The projects announced under the first funding cycle of DEEP’s VW Diesel Emissions Mitigation Program are:
USA Hauling & Recycling
- Replace 17 Class 8, diesel refuse trucks with 17 Class 8, CNG-powered refuse trucks.
- Award: $1,203,250
- Awardee’s Cost Share: $3,609,750
- Location: Hartford, New Haven, Middlesex and Litchfield Counties
- his is partial funding of an initial proposal that included ineligible replacement of 11 Class 4-7 diesel trucks with 11 additional Class 8, CNG-powered refuse trucks.
Connecticut Department of Transportation
Block Island Express
- Replace 33 Class 8 MY 1999 diesel trucks (tractors) with 2019 MY diesel equivalents.

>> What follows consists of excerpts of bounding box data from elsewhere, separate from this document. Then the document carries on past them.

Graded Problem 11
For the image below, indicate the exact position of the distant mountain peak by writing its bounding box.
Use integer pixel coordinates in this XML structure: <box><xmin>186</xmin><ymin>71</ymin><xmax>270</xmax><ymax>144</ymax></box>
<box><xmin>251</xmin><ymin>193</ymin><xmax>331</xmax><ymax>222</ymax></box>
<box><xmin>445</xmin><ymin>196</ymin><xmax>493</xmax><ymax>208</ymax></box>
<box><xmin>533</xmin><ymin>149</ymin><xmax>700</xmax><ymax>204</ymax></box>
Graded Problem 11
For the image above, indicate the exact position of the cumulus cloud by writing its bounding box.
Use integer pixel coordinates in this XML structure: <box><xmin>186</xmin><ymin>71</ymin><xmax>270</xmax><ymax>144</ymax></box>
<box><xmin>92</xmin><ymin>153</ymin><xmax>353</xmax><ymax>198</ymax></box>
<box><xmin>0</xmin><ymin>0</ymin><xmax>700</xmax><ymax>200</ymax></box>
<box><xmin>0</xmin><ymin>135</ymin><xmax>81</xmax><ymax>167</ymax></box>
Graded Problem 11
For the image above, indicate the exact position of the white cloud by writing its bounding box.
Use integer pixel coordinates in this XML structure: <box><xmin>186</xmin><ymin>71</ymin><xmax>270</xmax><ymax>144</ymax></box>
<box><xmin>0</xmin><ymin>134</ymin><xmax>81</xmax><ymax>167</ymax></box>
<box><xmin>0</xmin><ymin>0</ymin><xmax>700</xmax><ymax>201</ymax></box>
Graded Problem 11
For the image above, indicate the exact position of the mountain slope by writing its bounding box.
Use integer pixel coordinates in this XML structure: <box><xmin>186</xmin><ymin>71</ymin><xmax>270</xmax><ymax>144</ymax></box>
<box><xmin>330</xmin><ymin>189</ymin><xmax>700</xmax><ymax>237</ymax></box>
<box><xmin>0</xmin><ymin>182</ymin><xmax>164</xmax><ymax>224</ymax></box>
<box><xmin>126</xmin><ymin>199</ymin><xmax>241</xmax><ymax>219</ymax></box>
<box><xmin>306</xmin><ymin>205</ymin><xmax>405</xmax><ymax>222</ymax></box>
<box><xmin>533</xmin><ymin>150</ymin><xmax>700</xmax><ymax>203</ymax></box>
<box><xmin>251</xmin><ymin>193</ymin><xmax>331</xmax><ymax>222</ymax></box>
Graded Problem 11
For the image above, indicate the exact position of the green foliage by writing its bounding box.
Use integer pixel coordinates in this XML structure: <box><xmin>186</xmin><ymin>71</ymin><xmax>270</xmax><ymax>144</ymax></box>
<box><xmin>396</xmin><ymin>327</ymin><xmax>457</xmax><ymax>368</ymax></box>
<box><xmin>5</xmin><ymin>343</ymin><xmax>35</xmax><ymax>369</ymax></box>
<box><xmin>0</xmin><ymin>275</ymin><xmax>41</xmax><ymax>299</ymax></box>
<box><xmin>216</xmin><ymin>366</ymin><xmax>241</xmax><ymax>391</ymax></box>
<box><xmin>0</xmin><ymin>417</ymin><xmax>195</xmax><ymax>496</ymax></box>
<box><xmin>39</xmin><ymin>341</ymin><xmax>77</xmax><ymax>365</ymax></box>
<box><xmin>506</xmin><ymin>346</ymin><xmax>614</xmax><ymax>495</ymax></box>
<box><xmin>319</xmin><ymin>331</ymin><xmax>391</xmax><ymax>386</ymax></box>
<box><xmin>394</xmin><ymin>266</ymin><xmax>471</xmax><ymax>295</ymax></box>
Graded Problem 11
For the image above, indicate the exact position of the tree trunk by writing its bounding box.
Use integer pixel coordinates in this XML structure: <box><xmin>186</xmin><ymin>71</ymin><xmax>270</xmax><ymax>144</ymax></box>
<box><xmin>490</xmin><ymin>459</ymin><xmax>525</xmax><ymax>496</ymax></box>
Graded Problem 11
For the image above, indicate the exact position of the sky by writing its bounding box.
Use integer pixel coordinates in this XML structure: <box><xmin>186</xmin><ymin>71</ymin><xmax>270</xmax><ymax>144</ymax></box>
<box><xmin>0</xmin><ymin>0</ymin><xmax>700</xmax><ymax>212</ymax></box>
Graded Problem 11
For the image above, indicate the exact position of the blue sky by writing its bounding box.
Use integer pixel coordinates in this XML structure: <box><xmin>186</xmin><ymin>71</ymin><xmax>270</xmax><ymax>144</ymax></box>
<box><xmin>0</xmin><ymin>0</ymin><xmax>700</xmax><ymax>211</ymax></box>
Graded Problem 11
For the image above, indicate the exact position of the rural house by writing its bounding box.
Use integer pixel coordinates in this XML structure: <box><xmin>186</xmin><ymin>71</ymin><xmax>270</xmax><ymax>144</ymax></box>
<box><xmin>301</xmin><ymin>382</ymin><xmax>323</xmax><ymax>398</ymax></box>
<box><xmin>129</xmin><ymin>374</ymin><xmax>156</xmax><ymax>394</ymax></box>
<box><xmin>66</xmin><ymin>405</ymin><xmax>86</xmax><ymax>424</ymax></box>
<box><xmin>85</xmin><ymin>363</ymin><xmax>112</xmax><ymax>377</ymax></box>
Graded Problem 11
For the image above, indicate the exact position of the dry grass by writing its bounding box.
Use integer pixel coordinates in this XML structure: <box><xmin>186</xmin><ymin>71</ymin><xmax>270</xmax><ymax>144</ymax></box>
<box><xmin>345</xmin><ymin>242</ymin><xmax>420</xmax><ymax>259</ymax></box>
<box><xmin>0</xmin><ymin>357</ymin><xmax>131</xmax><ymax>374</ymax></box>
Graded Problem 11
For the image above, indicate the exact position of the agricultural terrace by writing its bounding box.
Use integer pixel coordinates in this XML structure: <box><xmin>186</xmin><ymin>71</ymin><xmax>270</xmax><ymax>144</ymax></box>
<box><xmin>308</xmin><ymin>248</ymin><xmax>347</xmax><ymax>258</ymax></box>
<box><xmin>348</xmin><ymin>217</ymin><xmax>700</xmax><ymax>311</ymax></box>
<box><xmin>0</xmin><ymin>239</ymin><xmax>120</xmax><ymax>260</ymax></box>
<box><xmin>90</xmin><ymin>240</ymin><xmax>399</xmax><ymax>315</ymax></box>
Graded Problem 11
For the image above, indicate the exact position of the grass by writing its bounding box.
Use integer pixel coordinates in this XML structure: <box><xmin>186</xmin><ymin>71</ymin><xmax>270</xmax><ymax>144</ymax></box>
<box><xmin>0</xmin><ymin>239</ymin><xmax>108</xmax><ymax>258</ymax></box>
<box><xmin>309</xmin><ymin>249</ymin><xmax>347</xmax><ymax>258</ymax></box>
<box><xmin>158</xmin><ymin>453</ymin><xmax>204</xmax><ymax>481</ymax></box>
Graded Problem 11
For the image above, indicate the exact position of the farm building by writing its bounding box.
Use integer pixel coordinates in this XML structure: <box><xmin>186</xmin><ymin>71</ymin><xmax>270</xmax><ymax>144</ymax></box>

- Replace two Class 8 MY 2000 diesel yard tractors with 2019 diesel equivalents.
- Award: $1,050,000
- Awardee’s Cost Share: $3,150,000
- Location: Cheshire and statewide
- This is partial funding of an initial proposal that included replacement of three additional Class 8 trucks for which no mileage and fuel use data were submitted.
Durham School Services, Stratford
- Replace 23 MY 2005 diesel school buses with MY 2019 equivalent diesel school buses.
- Award: $488,553
- Location: Stratford
- Awardee’s Cost Share: $1,349,086
University of Connecticut
- Replace two MY 2005 diesel shuttle buses with full electric shuttle buses.
- Install associated charging infrastructure.
- Award: $1,378,000
- Location: Stamford & Storrs
- Awardee’s Cost Share: $742,000
First Student, Inc.
H.I. Stone and Son
- Replace seven MY 1995-2006, Class 8 diesel trucks with MY 2019 equivalents.
- Award: $303,200
- Location: Southbury
- Awardee’s Cost Share: $909,600
Eder Brothers, Inc.
- Replace seven Class 7, MY 2005-2007, diesel-powered delivery trucks with MY 2020 diesel equivalents.
- Award: $157,500
- Location: West Haven
- Awardee’s Cost Share: $472,500
John DeGrand & Son, Inc.
- Replace two Class 7, MY 2007 & 2008 diesel delivery trucks with MY 2019 equivalents.
- Award: $61,250
- Location: West Haven
- Awardee’s Cost Share: $183,750
Additional rounds of funding under DEEP’s VW Diesel Emissions Mitigation Program will be made at a later date.